Williams sued, charging that she told the surgeon “that she and her husband were carriers of the sickle cell trait; that they had a son afflicted with sickle cell disease; and that they desired permanent sterility to avoid conceiving another child with sickle cell disease.”  According to the lawsuit, Williams’ surgeon scheduled a bilateral tubal ligation procedure following their discussion.

The lawsuit seeks to recover compensation for Williams’s personal injury, emotional distress, and lost wages.  In addition, Williams and her husband request an award for “the extraordinary expenses that Plaintiffs will incur in raising Kennadi Williams to the age of majority.”

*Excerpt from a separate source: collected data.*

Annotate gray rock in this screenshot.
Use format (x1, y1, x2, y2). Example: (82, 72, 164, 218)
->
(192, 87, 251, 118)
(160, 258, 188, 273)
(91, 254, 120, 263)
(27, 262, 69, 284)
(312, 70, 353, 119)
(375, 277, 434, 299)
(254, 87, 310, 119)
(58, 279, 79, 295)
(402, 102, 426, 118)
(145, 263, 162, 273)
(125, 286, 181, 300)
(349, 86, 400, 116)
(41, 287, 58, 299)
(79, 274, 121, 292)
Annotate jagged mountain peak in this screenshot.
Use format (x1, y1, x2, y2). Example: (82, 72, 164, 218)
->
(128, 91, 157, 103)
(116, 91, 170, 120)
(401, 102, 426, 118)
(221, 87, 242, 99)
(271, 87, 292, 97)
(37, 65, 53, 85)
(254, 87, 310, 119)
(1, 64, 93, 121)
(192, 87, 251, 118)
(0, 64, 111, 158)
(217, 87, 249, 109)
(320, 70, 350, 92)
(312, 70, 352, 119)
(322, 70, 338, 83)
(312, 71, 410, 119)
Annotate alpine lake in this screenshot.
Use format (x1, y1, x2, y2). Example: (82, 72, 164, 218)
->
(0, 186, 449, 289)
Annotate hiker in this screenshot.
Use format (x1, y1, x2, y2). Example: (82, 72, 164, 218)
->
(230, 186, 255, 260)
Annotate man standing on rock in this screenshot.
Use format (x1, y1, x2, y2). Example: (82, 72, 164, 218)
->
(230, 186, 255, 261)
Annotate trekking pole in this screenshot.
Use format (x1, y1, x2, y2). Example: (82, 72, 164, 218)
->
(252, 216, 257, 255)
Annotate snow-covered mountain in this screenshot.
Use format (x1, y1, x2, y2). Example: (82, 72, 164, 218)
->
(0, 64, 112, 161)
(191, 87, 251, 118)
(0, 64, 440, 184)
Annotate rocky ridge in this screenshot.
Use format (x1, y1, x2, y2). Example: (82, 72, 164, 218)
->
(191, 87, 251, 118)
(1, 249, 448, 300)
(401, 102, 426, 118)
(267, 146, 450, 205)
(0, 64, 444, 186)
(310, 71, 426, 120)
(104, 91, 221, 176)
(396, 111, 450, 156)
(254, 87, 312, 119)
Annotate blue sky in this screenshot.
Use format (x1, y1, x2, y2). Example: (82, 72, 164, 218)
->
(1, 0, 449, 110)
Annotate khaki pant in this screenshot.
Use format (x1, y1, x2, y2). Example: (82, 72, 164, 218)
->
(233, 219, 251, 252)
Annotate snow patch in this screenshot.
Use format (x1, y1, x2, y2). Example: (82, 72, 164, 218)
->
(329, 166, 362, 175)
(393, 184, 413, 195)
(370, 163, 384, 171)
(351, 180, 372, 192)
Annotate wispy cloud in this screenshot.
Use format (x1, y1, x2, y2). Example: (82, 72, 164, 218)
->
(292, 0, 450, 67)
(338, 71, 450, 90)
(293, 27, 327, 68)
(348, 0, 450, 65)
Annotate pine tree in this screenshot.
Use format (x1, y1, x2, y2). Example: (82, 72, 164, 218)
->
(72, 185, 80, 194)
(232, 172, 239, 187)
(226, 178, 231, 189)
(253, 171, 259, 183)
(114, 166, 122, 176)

The surgeon sought to dismiss the case, arguing that Illinois law barred plaintiffs in a wrongful pregnancy lawsuit from recovering compensation for the “extraordinary expenses” of raising a child born as a result.  The trial court refused to dismiss the lawsuit but asked the appeals court to review the decision because it raised a legal issue that Illinois courts had not yet resolved.

Appeals court decision

On February 26, the appeals court affirmed the trial judge’s ruling.  The court held that the birth of a child with sickle cell disease was “a natural and probable result” of the surgeon’s negligent performance of the sterilization procedure.  The court also ruled that the surgeon should have foreseen that any negligence in his surgery could lead to the birth of a child suffering from sickle cell disease.  As a result, plaintiffs could seek to recover for the costs of raising such a critically ill child.

Williams, who is now 44 years old, said “I love Kennadi with all my heart, and that’s the honest-to-God truth. But it’s been a life change for everybody –- my whole family.”

The wrongful birth lawsuit is now pending in the trial court.